Sickle Cell Disease
What is sickle cell disease (SCD)?
Sickle cell disease is an inherited disorder that affects your red blood cells, producing a negative impact on your health. In SCD, your hemoglobin is not normal and cannot pass easily through your blood vessels. Hemoglobin is a protein that is part of your red blood cells. It is the substance that carries oxygen in the blood.

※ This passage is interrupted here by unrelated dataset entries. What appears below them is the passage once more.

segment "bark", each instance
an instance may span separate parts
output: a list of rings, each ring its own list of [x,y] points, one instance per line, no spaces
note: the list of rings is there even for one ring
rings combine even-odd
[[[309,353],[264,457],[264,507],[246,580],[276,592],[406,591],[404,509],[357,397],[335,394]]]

Normal red blood cells are round and can move through small blood vessels in the body to deliver oxygen. In SCD, a chemical change in hemoglobin causes the formation of long rods. These rigid rods change the shape of the red blood cell into a sickle (which looks like a crescent). The sickle-shaped cells do not pass easily through blood vessels. They can clog or break apart which also leads to decreased red blood cell life. Sickle cells do not live as long as normal red blood cells. This will lead to increased iron storage in the liver and the heart, which could potentially cause damage to these organs. The damage could result in conditions such as liver failure, cardiac arrhythmia (irregular heart rhythms), an enlarged heart (cardiomyopathy) and heart failure.
How common is sickle cell disease (SCD)?
SCD results from sickle cell trait (SCT). Sickle cell trait happens when people have one sickle cell gene and one normal gene. If you just have the SCT, you usually do not have symptoms and you don’t have SCD. However, you can pass SCT to your children. If both parents have the trait, the child may be more likely to have some type of sickle cell disease.
While there are an estimated 1 million to 3 million people in the U.S. who have SCT, there are only about 100,000 people with SCD.
Who is affected by sickle cell disease (SCD)?
Sickle cell trait, and therefore SCD, is found more often in certain ethnic groups, including African Americans, Hispanics, South Asians, Southern European Caucasians, and Middle Easterners. In the United States, about 1 in 350-400 African American babies have sickle cell disease. Worldwide, it is estimated that there are 300 million people with sickle cell trait. About one-third of this number are in sub-Saharan Africa.
What are some common types of sickle cell disease?
Sickle cell disease is a group of disorders that affect the hemoglobin including:
- Hemoglobin SS (HbSS) disease.
- Hemoglobin SB+ (beta) thalassemia.
- Hemoglobin SB0 (beta-zero) thalassemia.
- Hemoglobin SC disease.
- Hemoglobin SD disease.
- Hemoglobin SE disease.
- Hemoglobin SO disease.
What causes sickle cell disease (SCD)?
SCD is an inherited condition. It is caused by defective HBB gene. It is inherited in an autosomal recessive pattern, in which parents of an individual with SCD each carry one copy of the mutated gene, but they typically do not show signs and symptoms of the condition.
What are the symptoms of sickle cell disease (SCD)?
SCD signs and symptoms begin to show when a child is around four to five months old. Before that, fetal hemoglobin stops the red blood cells from changing shape (sickling).
Signs and symptoms of SCD varies from person to person. Some people have mild symptoms, while others are frequently hospitalized for more serious complications
Signs and symptoms of SCD include:
- Anemia could present as fatigue and weakness.
- Swelling and inflammation of the joints.
- Blood blockage in the spleen or liver.
- Jaundice (yellowing of skin and eyes).